Трудно его было описать сразу. Внешне Мыкола Грыжун походил на взрослого бурого медведя, поставленного на тонкие ножки от молодого лесного кабана. Подбородок его начинался от самой грудины и сильно отвисал вниз, розовый и гладкий, как вымя. Слегка косоротый, говорил он немного, но при разговоре делал ртом так, будто косит траву — с замахом от самого плеча и сочным пришвырком, соответствующим вжику косы. А произнося «у нас, в Украине», он вообще копировал Леонова в роли Доцента из «Джентльменов удачи» (когда тот набок глотает слюну). Глаза у Мыколы были самые нормальные, но, глотая, он страшно зажмуривался — так глотают лишь дети с ангиной да африканские роющие лягушки, которые проталкивают внутрь пищу методом утапливания глазных яблок.

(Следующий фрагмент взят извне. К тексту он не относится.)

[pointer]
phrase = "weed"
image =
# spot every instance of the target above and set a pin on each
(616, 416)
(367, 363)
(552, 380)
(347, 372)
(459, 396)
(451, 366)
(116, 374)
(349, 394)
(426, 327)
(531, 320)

Ел Мыкола с удовольствием и этим очень понравился Лёшиной маме, тете Ларисе, отвечавшей, чтоб «стол был яств».

— Может быть, съедите ещё? — то и дело подходила она к Мыколе с блюдом жаркого.

— Та не можу уже! Кубатура желудка не позволяэ. — И он хлопал себя ладонью по животу, демонстрируя кубатуру.





Актрису, спутником которой он был, звали Карина. Я находил её необычно красивой. Они сидели прямо передо мной, через стол, и я невольно смотрел то на него, то на обоих. Не знаю, почему так бывает, но если чересчур долго приглядываться к одному человеку, то потом достаётся и другому. Нет, всё в ней было прекрасно, лишь ротик напоминал горловину шёлкового мешочка с продёрнутой внутри резинкой. Когда красавица улыбалась, резинка сильно растягивалась, демонстрируя полный комплект зубов цвета «Блендамед» и две влажные розовые десны. Никто бы не сказал, что это было слишком уж некрасиво. Необычно — да.

Карина относилась к тому типу женщин, чей ум развивается из красоты, из умения пользоваться своей красотой. У неё, вероятно, он развился из умения произносить слово «ты». Она владела всем спектром частот этого односложного высказывания — от эротического ты-мурлыкания, заставлявшего сидящего рядом мужчину класть ногу на ногу, до энергичного ты-приказа пойти и повеситься. Приказ не действовал, по-моему, только на Мыколу. Принудить его к отказу от радости жизни не сумел бы даже всеямайский консилиум шаманов вуду. Мало того, он сам научился использовать это слово.

— Ты! — нежно взрыкивал, поворачиваясь к Карине. — Ты для меня всё! Ты моё наше всё! Ты мой Пушкин!

— Шевченко, — поправляла она.

— Тарас! Да я за Тараса та ридну мову… А ты моё всё! Ты моя любимая, — и он рушился головой хряка на тонкое девичье плечико (с расчётом затем позволить ему скатиться на высокую девичью грудь). — Ты моя любимая-разлюбимая!

— Шо-о?! — деланно возмущалась Карина, отжимая его голову назад и ставя в вертикальное положение. — Разлюбимая?! Да ты уже пьян!

— Нидьжють! Я могу доказать. Дозволь мне стать твоим мужем.

— «Муж» — это лишь три седьмых от «мужчины».

— Я не три седьмых. Я все сто седьмых! Значит, да?

— Значит, нет.

— Как же я теперь буду жить?

— Как и раньше жил.

— Без тебя?

— У тебя же есть секретарша. — Карина обидчиво доставала сигарету.

— То не то! — сопел Мыкола Грыжун и вытаскивал золотую зажигалку размером с бензоколонку.